Campaign spending: The Act sets out campaign spending limits above those under the Political Parties Elections and Referendums Act 2000 (PPERA). Official designated campaigns will have access to public funds, higher spending limits, campaign broadcasts, and free mailshots. The Act sets campaign spending limits for these campaign groups at £7 million, above the £5 million limit in PPERA. Political parties can spend on the basis of voting proportions, set out below:
- 30% of the vote: £7m (Conservatives)
- 20-30% share of the vote: £5.5m (Labour)
- 10-20% share of the vote: £4m (N/A)
- 5-10% share of the vote: £3m (Liberal Democrats)
- <5% share of the vote: £700k (SNP, UKIP)
Non-designated participants will be allowed to run their own campaigns, with a limit of £10,000 in expenses.

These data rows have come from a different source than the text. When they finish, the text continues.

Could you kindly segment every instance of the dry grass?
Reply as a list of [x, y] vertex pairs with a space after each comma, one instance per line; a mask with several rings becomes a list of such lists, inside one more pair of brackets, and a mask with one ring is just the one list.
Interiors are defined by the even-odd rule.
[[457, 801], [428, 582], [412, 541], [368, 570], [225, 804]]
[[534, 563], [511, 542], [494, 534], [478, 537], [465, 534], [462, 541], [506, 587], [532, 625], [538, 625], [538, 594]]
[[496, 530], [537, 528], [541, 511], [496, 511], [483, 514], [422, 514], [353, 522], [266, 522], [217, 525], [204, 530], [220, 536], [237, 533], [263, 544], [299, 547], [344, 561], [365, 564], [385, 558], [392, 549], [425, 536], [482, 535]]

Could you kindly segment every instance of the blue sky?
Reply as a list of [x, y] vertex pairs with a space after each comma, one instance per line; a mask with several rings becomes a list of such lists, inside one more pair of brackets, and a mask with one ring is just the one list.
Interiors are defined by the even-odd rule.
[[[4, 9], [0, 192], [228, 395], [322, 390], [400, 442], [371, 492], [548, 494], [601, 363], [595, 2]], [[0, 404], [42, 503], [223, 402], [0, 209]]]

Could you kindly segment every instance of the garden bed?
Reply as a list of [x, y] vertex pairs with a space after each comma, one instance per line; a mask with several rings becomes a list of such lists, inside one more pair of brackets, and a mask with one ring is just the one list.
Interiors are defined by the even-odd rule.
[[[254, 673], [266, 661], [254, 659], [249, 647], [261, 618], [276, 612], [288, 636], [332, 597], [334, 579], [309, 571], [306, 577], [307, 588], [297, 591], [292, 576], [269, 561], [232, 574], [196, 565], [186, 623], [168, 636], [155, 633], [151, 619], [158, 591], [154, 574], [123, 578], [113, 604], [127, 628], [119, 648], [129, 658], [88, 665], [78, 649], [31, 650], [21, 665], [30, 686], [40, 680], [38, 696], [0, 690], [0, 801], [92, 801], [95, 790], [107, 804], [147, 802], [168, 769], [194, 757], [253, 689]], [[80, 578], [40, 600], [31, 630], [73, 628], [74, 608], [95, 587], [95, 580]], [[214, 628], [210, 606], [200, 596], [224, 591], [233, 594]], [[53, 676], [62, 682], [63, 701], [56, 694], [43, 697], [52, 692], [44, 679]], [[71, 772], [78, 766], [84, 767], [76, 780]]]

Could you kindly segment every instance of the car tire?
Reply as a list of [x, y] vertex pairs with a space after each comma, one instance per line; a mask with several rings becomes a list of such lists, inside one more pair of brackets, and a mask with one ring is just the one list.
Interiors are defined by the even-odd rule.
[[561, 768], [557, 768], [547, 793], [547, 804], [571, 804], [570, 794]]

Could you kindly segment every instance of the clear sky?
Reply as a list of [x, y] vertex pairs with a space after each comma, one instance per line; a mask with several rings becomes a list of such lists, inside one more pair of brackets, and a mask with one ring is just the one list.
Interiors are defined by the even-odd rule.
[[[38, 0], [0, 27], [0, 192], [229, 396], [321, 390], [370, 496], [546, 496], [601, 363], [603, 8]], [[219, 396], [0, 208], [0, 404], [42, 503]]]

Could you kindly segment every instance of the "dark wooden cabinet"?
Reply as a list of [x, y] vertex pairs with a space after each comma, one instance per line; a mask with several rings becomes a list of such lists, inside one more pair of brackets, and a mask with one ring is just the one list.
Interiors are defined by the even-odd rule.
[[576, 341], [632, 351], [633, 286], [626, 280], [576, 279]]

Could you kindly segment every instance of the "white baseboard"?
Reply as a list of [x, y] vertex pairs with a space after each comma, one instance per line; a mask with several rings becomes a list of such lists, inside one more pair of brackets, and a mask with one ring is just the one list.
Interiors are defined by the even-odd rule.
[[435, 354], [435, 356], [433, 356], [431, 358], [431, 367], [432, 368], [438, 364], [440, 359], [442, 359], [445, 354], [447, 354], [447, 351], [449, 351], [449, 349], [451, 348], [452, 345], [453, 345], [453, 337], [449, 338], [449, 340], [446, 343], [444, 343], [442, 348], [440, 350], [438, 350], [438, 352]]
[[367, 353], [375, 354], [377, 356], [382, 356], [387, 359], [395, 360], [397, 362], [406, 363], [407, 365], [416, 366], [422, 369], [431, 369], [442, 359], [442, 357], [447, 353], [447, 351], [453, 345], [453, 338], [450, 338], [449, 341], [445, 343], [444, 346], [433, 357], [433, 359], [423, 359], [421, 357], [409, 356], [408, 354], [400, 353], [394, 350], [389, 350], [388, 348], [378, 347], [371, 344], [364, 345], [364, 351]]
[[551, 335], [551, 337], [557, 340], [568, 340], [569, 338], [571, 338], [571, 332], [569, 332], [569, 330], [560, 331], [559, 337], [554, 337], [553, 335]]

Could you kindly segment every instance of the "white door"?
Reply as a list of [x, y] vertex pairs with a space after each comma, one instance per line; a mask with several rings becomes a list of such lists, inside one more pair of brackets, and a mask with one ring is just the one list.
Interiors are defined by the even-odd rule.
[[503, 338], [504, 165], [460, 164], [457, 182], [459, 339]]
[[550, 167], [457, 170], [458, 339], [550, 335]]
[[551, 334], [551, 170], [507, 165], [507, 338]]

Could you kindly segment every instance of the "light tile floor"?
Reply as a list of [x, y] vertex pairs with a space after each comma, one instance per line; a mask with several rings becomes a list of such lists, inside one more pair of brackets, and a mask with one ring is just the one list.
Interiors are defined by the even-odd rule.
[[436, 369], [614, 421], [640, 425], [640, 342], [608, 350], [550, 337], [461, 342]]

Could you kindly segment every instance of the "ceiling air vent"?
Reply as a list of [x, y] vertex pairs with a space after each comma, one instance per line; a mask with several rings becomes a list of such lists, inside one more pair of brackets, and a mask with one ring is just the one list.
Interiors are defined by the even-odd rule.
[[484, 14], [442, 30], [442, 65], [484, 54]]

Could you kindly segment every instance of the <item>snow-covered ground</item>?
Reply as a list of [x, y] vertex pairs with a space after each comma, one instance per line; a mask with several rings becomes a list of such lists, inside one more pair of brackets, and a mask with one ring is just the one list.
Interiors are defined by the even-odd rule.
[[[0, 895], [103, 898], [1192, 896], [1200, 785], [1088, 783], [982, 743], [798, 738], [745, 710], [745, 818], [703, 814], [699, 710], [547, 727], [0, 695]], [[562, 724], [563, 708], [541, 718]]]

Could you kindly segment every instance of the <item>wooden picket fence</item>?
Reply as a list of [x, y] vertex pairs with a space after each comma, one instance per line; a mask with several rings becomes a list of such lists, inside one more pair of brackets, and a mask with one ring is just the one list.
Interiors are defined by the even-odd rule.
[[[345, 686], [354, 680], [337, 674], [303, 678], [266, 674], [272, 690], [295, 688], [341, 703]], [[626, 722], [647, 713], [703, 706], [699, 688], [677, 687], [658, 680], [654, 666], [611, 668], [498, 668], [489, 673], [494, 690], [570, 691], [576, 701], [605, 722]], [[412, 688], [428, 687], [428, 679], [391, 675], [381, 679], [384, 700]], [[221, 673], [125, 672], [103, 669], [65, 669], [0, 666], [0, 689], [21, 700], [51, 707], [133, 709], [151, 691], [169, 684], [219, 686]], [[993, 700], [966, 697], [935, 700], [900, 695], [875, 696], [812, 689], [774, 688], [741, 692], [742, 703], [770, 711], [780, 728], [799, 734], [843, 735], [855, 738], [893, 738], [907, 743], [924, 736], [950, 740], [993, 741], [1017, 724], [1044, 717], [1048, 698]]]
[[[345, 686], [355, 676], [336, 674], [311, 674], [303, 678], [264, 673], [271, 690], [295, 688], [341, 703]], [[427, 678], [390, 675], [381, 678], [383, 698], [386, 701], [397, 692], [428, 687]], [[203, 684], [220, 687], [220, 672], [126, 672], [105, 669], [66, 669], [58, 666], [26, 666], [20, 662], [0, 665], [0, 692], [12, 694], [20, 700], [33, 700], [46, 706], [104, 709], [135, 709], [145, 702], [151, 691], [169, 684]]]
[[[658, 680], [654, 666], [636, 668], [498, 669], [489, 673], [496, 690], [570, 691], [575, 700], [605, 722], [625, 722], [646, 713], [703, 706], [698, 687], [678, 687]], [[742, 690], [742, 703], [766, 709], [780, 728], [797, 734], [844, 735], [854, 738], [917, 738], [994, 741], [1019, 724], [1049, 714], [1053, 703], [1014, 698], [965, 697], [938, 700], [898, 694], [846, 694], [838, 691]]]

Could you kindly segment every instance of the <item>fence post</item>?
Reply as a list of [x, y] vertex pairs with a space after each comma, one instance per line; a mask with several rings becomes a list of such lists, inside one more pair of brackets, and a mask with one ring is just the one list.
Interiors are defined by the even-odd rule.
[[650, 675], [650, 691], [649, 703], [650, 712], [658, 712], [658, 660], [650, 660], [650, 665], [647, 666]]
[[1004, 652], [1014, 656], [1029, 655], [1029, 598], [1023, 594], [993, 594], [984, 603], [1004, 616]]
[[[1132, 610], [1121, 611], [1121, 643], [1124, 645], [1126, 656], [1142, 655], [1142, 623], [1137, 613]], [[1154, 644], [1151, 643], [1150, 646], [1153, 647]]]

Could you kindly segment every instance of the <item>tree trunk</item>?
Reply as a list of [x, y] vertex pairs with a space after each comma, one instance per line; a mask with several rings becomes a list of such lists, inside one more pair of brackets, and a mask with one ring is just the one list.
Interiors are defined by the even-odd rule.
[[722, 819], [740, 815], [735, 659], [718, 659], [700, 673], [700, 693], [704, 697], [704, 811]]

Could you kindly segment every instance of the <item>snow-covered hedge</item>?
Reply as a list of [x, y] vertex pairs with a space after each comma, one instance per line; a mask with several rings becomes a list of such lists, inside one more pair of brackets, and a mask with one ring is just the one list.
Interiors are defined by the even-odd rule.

To exceed this threshold, individuals or organisation would need to register with the Electoral Commission.
Purdah: Public bodies will be unable to publish material relating to the referendum question or likely to influence voting during the last 28 days of the campaign ending with the poll, in the period known as ‘purdah’.
State of play
Following the completion of the UK’s renegotiations of its membership of the EU, Prime Minister David Cameron announced in February 2016 that the Referendum would be held on 23 June 2016.
The Government subsequently laid down a number of pieces of secondary legislation called Statutory Instruments (SIs) which set the date of the Referendum, the designation process for the lead campaigners, time periods for pre-poll reporting of loans and donations, and detailed rules about the administration of the Referendum. These SIs will take around 40 days to pass.
The official Referendum campaign will begin on 15 April 2016, and the Government’s purdah, the period of time when specific restrictions on the activity of civil servants are in place, will begin on 27 May 2016.